Purpose and Beliefs

NBNOz is, first and foremost, NOT designed to be a politically based group.

The premise behind NBNOz is ensuring the building, to a substantial majority of premises, of a Fibre-to-the-Home (FTTH) fibre network, ie >90%, that is open-access wholesale and government controlled.

These are the main stated reasons behind this:

1- FTTH gives the majority of Australians access to bandwidth, beyond which most of them need right now, to ensure growth and future access to fast broadband.

2- FTTH removes the need for the majority of Australians to be on ageing copper infrastructure. The copper lines that run to the majority of Australians now, are anywhere from brand new (in New Estates) to 70 years old. The older the copper, the more likely the damage, meaning degradation in performance. Many hundreds of thousands of Australians can't GET broadband over copper now and those that can often unreliably or slow and only FTTH will change the majority of these cases, as Fibre-To-The-Node (FTTN) uses the current copper from the node/exchange.

3- FTTH ensures reliability, no matter the distance from a node/exchange. Current copper lines have a useful purpose for broadband distance of 6.5Km maximum, with descending speed and reliability, before broadband is essentially useless after this distance (in some cases less).
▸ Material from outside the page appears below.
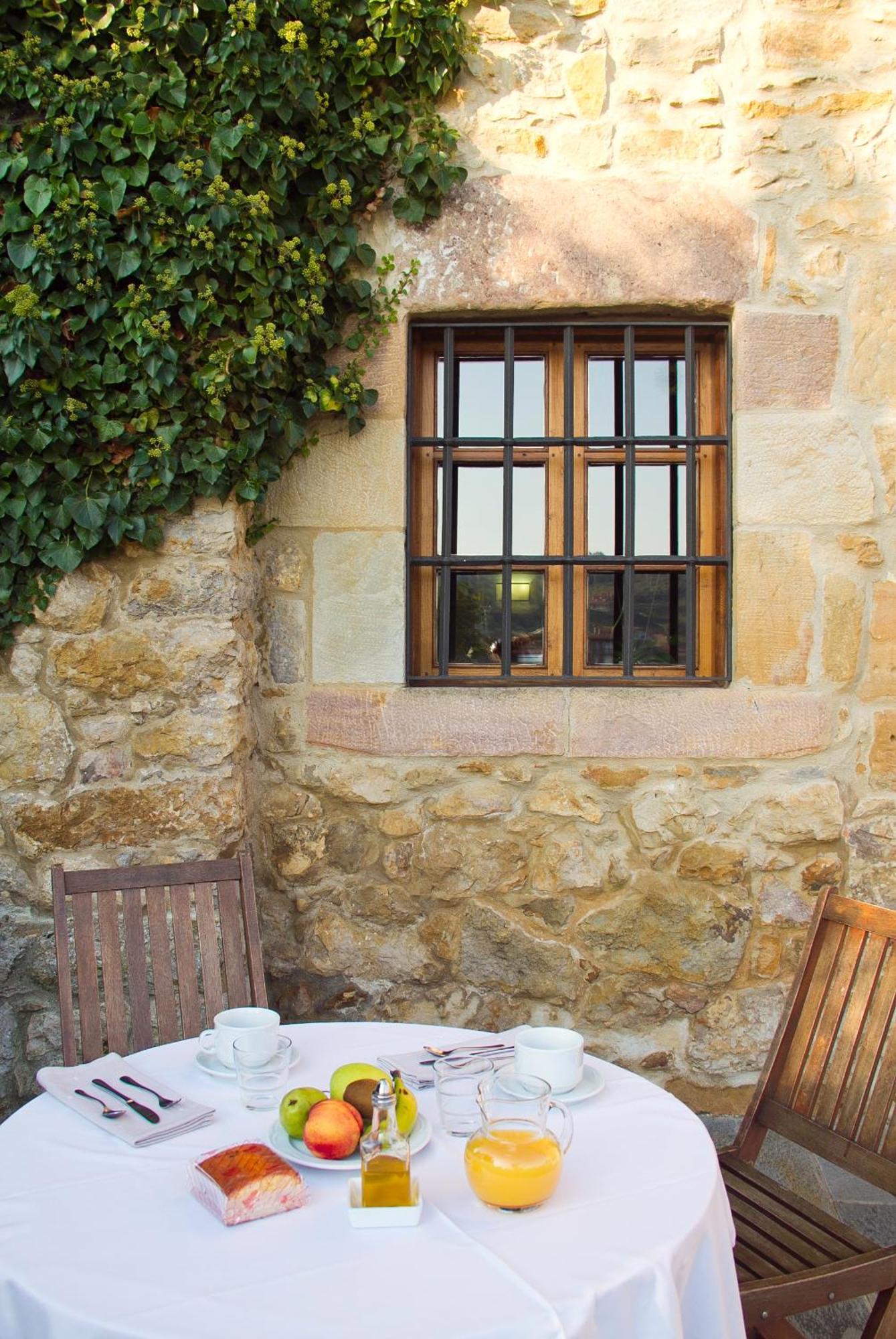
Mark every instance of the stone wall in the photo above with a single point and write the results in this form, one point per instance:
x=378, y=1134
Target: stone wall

FTTH, running fibre to the home, can have up to 15km between the node and the premises with NO loss in performance or reliability whatsoever. FTTN cannot provide these distances and in fact, provides higher speed but over LESS distance than current ADSL applications.


4- FTTH is eminently upgradable from the 100Mbps and 1Gbps available now, to 40Gbps in the near future, to unknown bandwidth in the long term. New hardware can be retrofitted at the node and premises and the fibre cable already laid will handle ANY bandwidth currently deemed useful. This is why current FTTN networks being rolled out across the globe are slowly morphing into FTTH, as FTTN must have ALL components (including the most expensive part of the copper to the premises) replaced to achieve significantly higher bandwidth. It is more economically prudent to do FTTH now and simply maintain it than upgrade FTTN in the future piecemeal.


Note: The next 2 points are debated, even within the NBN sphere, but are generally held to be a better current solution


5- Open-access wholesale means that Telstra will no longer dominate the Australian Telecommunications industry and will allow ALL RSP's (ISP's now) to provide competitive, cheap and reliable internet access and internet services to ALL Australians.


6- Our hope is for this network to remain government controlled, to ensure no repeat of the Telecom Australia->Telstra private monopoly. We believe essential services, of which broadband is now widely considered one, should be, in general, government controlled in Australia to ensure equity in price, reliability and service, regardless of geography, density or economic-status. This is necessary due to our spread population that has resulted in Regional and Rural Australians (which make up almost 40% of the population) having MUCH worse access to ALL essential services, including broadband.


There are many more reasons, both economic and physical why FTTH is the better and more prudent options now. However, politics is the one reason FTTN and other technologies are being sold to the Australian public as a "faster, cheaper and more sensible" option.


This group is not here to take political sides. We accept anyone from any political background, as long as they support FTTH to the majority. If current policies change and FTTH to the majority becomes the accepted solution by all parties, this group will have performed its' task well. We are not interested in becoming "Labor Stooges" or "Coalition haters."  The policies are what this group aims at, NOT the party. We are not concerned, ultimately, with who runs our country, only that they produce a majority FTTH NBN, being the most prudent economic policy AND the best for Australians.


However, it must be stated though, for posterity, that Labor, the Greens and some Independents are the parties that currently support THIS NBN of FTTH to 93% of Australians. The Coalition's policy, which has recently undergone change from scrapping the NBN entirely, to accepting NBNCo. contracts until they run out and then finding a "more cost-effective and faster way to give Australians access to cheap, fast broadband" is NOT considered acceptable. This is due to the fact that FTTH will NOT be the majority architecture and will result in not only less than 50% of Australians getting FTTH, but also no longer a wholesale, open-access network, likely with Telstra building much of the FTTN and maintaining much of its' current control on the industry. For this reason, this group is advocating a change in the Coalition policy by preference, or, if necessary, suggesting a vote against the Coalition in the 2013 elections if policy is maintained, simply on their NBN stance.

There is much discussion over several of the key points of FTTH, but ultimately, this group is designed to campaign for the continued existence, broadly, of the NBN as it is designed now. We believe it is, as a whole, the best solution currently for Australians to get access to fast, cheap and reliable broadband in the near future and for many, many years to come.